Decoding UTF-8 in Haskell (Part 2)
I made some progress on LiterateX yesterday, implementing the optimization discussed in Decoding UTF-8 In Haskell as well as adding support for GitHub Flavored Markdown. In doing so, I discovered an issue in the Conduit ByteString Lines approach!
The Issue
When splitting the UTF-8 ByteString to lines and then
decoding each line to Text using
decodeUtf8Lenient, blank lines are lost! The following
code, implemented in issue-demo.hs,
is a simple demonstration of the issue.
source :: ByteString
source = BS8.unlines ["first", "", "", "last"]
main :: IO ()
main
= mapM_ print
. C.runConduitPure
$ C.yield source
.| CC.linesUnboundedAscii
.| CC.decodeUtf8Lenient
.| CC.sinkListThis code processes four lines, including two blank lines in the
middle. It splits the UTF-8 ByteString to lines, decodes to
Text, collects the results in a list, and prints the items
of the list. It is clear that the blank lines are lost by running this
demonstration.
$ stack exec issue-demo
"first"
"last"
The source code for decodeUtf8Lenient
makes it clear what is happening. The function decodes streams
of UTF-8 ByteString that may be split at arbitrary places,
even in the middle of a sequence of bytes that encodes a single Unicode
code point. Since linesUnboundedAscii strips newline
characters, blank lines become empty strings, and
decodeUtf8Lenient ignores empty strings.
I did not notice this yesterday because CSV files do not contain blank lines. The project I worked on before also did not have blank lines.
The Fix
The decodeUtf8Lenient function is not intended to work
with lines. The issue can be fixed by using a function that works with
lines instead. The following code, implemented in issue-fix.hs,
is a simple demonstration of the fix.
source :: ByteString
source = BS8.unlines ["first", "", "", "last"]
decodeUtf8LinesLenient
:: Monad m
=> C.ConduitT ByteString Text m ()
decodeUtf8LinesLenient =
C.awaitForever $ C.yield . TE.decodeUtf8With TEE.lenientDecode
main :: IO ()
main
= mapM_ print
. C.runConduitPure
$ C.yield source
.| CC.linesUnboundedAscii
.| decodeUtf8LinesLenient
.| CC.sinkListThe decodeUtf8LinesLenient function simply decodes each
line, yielding every line, even if it is empty.

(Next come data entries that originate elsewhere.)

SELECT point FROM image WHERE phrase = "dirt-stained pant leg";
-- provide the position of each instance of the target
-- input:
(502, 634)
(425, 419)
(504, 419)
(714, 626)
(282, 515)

It is clear that the
blank lines are no longer lost by running this demonstration.
$ stack exec issue-fix
"first"
""
""
"last"
Updated Benchmark
The updated benchmark program, implemented in bench-cbslines.hs,
is as follows.
decodeUtf8LinesLenient
:: Monad m
=> C.ConduitT ByteString Text m ()
decodeUtf8LinesLenient =
C.awaitForever $ C.yield . TE.decodeUtf8With TEE.lenientDecode
main :: IO ()
main
= benchmark
$ (print =<<)
$ C.runConduitRes
$ CC.sourceFile dataPath
.| CC.linesUnboundedAscii
.| decodeUtf8LinesLenient
.| CC.foldl countFemale 0The results on my system are as follows.
$ stack exec bench-cbslines
12620227
Wall clock time: 37.579308932s
Maximum residency: 71.4 KB
Maximum slop: 18.7 KB
Productivity (wall clock time): 99.0 %
Productivity (CPU time): 99.1 %
There is a consistent yet small improvement in runtime and productivity.